The commission’s latest report, released on April 25, said the government run by the pro-Hindu Bharatiya Janata Party (BJP) has not addressed the problem of sectarian violence despite government statistics showing that sectarian violence has increased sharply over the past two years.
It categorized India in its Tier 2 countries along with Afghanistan, Azerbaijan, Bahrain, Cuba, Egypt, Indonesia, Iraq, Kazakhstan, Laos, Malaysia and Turkey.
Tier 2 countries are those with at least one of the elements of the “systematic, on-going and egregious” standard in a set of criteria the commission uses to gauge violations of religious freedom.
Ten countries including Pakistan are in the worst category.
The report noted that at least 10 Indians were lynched by Hindu groups in the name of cow protection.
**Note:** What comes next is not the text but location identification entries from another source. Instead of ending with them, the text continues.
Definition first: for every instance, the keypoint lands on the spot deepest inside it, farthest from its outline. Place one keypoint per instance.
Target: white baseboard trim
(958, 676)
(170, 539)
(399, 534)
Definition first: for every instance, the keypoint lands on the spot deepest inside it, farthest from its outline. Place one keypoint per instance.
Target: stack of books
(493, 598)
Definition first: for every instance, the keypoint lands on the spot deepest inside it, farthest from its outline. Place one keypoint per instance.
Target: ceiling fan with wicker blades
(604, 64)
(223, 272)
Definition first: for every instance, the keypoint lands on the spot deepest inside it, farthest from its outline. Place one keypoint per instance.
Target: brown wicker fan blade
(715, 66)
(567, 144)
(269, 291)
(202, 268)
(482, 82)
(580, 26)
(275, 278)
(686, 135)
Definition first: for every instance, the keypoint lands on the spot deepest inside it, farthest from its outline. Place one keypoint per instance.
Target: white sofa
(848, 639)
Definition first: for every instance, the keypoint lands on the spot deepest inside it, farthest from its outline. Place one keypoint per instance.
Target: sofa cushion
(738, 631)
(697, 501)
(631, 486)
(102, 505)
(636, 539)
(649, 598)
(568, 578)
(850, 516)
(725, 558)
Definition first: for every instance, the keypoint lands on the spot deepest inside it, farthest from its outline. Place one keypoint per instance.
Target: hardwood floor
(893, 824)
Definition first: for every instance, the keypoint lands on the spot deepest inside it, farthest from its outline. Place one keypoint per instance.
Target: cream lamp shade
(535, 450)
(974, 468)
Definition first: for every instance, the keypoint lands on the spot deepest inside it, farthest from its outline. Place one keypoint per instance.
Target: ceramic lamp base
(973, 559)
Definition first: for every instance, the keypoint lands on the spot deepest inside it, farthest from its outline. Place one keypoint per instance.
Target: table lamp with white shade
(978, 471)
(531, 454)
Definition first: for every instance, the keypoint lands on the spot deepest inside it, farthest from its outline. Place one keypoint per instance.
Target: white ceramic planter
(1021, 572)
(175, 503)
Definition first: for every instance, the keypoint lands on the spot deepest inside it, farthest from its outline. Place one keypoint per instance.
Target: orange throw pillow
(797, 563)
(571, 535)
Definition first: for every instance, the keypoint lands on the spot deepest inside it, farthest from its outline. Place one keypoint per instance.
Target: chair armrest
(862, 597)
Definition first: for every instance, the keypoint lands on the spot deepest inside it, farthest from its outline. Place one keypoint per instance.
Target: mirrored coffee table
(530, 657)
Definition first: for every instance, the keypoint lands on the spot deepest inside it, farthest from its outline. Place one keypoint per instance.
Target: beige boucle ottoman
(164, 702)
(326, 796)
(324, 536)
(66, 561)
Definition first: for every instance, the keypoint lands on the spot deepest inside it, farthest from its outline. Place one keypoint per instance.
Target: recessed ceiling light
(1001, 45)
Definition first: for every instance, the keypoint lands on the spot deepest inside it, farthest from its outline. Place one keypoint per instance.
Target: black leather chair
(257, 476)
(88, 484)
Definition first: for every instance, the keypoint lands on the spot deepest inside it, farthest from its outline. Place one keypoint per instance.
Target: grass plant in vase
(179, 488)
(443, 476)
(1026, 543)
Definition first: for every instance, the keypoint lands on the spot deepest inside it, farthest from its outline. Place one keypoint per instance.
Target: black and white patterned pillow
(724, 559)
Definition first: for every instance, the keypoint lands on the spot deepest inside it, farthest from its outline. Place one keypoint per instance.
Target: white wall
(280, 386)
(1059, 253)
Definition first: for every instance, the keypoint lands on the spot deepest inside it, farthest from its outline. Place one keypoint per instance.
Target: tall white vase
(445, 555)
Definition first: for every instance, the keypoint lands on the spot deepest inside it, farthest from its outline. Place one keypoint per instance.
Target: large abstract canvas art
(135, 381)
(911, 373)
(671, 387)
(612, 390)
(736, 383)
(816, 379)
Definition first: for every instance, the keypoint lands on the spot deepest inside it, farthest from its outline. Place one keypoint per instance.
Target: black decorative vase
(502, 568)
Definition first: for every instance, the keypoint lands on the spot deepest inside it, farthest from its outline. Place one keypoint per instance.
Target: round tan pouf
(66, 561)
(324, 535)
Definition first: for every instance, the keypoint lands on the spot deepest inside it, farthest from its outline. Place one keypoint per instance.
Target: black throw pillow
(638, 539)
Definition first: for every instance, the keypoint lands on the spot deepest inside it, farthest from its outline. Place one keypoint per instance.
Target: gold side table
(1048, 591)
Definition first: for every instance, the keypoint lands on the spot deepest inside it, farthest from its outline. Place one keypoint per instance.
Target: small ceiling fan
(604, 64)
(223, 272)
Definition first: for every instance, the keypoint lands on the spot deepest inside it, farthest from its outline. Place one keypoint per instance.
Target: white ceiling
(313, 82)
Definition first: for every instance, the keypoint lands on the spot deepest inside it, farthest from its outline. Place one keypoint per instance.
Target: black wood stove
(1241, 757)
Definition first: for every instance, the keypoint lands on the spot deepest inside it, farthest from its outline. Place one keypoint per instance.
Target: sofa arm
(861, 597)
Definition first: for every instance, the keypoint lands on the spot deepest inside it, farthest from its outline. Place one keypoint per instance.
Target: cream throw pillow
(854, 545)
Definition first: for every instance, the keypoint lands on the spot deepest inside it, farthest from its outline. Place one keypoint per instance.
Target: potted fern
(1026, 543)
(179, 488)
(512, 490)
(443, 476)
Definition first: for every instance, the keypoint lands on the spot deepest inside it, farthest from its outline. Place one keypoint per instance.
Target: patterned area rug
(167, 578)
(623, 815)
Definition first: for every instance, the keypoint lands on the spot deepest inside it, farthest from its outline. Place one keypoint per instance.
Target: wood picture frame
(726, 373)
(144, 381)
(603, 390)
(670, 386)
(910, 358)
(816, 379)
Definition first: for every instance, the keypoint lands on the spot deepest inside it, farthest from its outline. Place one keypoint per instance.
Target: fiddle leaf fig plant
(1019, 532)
“In 2017, religious freedom conditions continued a downward trend in India. India’s history as a multicultural and multi-religious society remained threatened by an increasing exclusionary conception of national identity based on religion,” the report said.
Hindu nationalist groups working to turn India into a Hindu-only nation stepped up their actions through violence, intimidation and harassment against non-Hindus and Hindu Dalit people. Both public and private actors pursued this effort, the report said.
About one third of state governments enforced “anti-conversion and/or anti-cow slaughter laws against non-Hindus, and mobs engaged in violence against Muslims or Dalits whose families have been engaged in the dairy, leather or beef trades for generations, and against Christians for proselytizing,” stated the report.
Even government records, presented on Feb. 6 in parliament, show increased sectarian violence. In 2017, 111 persons were killed and at least 2,384 injured in 822 communal clashes across the country.
In 2016, 86 persons were killed and 2,321 injured in 703 incidents. In 2015, there were 751 incidents.